Currently, the data source and job binary code are spread over different folders and files in Sahara, making this code hard to change and to extend. Right now, a developer who wants to create a new data source needs to look all over the code and modify things in a lot of places (and it’s almost impossible to know all of them without deep experience with the code). Once this change is complete, developers will be able to create code in a single directory and will be able to write their data source by implementing an abstract class. This will allow users to enable data sources that they write themselves (and hopefully contribute upstream) much more easily, and it will allow operators to disable data sources that their own stack does not support as well.
This change proposes to create the data source and job binary abstractions as plugins, in order to provide loading code dynamically, with a well defined interface.

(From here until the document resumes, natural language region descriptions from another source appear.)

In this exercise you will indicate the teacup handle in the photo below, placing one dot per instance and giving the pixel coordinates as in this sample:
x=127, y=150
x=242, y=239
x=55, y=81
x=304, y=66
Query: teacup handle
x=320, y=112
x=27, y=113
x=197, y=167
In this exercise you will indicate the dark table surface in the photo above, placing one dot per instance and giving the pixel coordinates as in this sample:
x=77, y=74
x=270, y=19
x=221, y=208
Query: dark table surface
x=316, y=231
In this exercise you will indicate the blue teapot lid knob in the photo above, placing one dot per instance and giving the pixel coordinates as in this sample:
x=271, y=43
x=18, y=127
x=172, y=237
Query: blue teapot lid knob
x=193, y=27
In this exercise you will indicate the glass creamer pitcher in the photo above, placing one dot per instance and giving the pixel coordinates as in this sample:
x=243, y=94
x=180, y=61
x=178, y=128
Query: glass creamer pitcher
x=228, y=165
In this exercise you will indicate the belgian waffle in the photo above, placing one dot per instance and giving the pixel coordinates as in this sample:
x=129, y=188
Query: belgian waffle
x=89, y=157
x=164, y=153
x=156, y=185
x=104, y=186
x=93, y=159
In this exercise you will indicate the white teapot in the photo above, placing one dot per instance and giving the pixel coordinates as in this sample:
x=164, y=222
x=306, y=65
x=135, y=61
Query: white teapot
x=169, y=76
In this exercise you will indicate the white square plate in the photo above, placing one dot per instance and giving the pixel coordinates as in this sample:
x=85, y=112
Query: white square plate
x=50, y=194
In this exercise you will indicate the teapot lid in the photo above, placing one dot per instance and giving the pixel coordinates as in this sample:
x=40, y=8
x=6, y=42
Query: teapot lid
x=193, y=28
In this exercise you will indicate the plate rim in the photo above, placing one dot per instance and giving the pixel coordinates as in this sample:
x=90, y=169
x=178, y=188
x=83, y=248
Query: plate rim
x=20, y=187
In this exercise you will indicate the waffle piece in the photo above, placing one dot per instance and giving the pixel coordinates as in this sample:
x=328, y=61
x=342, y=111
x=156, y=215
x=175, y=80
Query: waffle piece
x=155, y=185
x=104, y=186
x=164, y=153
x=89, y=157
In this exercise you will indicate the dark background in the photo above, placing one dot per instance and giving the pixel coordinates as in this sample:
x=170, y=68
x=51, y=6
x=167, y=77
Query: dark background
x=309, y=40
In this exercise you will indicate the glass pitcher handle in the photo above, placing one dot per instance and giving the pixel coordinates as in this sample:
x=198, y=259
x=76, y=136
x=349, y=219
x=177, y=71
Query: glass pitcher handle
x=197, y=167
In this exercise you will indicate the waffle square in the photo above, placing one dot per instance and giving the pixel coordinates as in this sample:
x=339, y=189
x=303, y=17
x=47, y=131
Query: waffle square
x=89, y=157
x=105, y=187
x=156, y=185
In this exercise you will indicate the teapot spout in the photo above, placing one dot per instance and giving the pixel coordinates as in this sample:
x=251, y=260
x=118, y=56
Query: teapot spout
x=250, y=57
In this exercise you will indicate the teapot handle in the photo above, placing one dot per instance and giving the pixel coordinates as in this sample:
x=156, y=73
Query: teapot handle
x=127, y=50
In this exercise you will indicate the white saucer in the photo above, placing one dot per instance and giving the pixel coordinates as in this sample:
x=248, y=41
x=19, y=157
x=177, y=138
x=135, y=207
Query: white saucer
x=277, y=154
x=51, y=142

The existing types of data sources and job binaries will be refactored.
The interfaces that will be implemented are described below:
Data Source Interface
prepare_cluster(cluster, kwargs) - Makes a cluster ready to use this data source. Different implementations for each data source: for Manila it will be mount the share, for Swift verify credentials, etc.
construct_url(url, job_exec_id) - Resolves placeholders in data source URL.

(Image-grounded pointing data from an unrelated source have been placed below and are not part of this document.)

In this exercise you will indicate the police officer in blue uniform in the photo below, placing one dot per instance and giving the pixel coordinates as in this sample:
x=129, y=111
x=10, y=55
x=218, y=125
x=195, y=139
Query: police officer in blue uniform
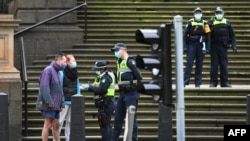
x=196, y=44
x=127, y=76
x=104, y=90
x=222, y=35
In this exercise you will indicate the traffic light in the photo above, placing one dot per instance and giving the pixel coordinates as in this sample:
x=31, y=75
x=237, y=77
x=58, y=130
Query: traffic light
x=159, y=63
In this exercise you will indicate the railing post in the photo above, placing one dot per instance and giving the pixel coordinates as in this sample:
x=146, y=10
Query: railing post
x=77, y=126
x=248, y=109
x=4, y=117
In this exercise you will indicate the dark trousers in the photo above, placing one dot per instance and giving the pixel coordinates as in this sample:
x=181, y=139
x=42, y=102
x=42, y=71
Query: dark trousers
x=194, y=53
x=125, y=100
x=219, y=57
x=107, y=131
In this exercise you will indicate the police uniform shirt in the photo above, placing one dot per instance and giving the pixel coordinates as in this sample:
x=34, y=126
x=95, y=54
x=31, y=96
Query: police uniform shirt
x=105, y=82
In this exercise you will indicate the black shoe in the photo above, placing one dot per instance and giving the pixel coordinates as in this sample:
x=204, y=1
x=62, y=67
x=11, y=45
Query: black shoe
x=227, y=85
x=197, y=86
x=212, y=85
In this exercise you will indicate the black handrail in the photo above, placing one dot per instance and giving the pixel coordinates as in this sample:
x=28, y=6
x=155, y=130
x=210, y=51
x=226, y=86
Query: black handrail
x=23, y=70
x=24, y=78
x=53, y=18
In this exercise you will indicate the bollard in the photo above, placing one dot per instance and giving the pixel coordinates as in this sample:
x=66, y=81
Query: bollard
x=248, y=109
x=77, y=126
x=4, y=120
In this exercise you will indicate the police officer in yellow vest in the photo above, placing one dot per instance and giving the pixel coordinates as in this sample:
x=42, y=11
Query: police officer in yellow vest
x=222, y=35
x=127, y=76
x=104, y=89
x=196, y=44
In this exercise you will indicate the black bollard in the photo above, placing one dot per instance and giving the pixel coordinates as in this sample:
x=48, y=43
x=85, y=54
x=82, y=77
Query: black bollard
x=4, y=120
x=77, y=126
x=248, y=109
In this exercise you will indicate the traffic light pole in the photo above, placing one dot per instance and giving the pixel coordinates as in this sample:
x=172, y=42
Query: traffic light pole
x=165, y=108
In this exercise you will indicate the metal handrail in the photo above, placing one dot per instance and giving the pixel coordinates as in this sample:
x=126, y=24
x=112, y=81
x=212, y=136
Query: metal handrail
x=23, y=70
x=53, y=18
x=24, y=78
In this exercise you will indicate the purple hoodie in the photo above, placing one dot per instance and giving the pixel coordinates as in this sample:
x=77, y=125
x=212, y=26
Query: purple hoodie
x=50, y=91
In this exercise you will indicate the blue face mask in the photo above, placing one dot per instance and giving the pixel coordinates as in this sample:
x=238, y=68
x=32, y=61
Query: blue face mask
x=197, y=16
x=63, y=66
x=117, y=54
x=73, y=65
x=219, y=16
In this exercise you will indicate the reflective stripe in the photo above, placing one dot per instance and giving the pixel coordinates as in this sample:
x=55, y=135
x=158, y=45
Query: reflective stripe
x=122, y=68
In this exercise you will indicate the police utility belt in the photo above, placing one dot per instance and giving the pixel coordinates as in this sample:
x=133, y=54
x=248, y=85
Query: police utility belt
x=127, y=86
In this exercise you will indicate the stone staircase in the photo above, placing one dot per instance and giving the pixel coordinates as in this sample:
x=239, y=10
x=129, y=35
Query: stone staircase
x=206, y=109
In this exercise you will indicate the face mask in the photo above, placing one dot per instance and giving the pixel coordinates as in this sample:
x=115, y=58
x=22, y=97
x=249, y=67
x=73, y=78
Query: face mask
x=117, y=54
x=63, y=65
x=73, y=65
x=219, y=16
x=97, y=72
x=197, y=16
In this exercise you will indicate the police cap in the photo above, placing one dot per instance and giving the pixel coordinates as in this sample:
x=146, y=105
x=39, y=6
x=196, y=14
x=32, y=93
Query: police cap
x=197, y=9
x=118, y=46
x=100, y=64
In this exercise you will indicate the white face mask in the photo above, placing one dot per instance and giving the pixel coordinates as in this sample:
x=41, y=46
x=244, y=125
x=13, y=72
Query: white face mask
x=197, y=16
x=219, y=16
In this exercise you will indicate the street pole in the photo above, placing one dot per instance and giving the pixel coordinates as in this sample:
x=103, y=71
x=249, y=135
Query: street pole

get_urls(cluster, url, job_exec_id) - Returns the data source url and the runtime url the data source must be referenced as. Returns: a tuple of the form (url, runtime_url).
get_runtime_url(url, cluster) - If needed it will construct a runtime url for the data source, by the default if a runtime url is not needed it will return the native url.
validate(data) - Checks whether or not the data passed through the API to create or update a data source is valid.
_validate_url(url) - This method is optional and can be used by the validate method in order to check whether or not the data source url is valid.
Job Binary Interface
prepare_cluster(cluster, kwargs) - Makes a cluster ready to use this job binary. Different implementations for each data source: for Manila it will be mount the share, for Swift verify credentials, etc.
copy_binary_to_cluster(job_binary, cluster) - If necessary, pull binary data from the binary store and copy that data to a useful path on the cluster.
get_local_path(cluster, job_binary) - Returns the path on the local cluster for the binary.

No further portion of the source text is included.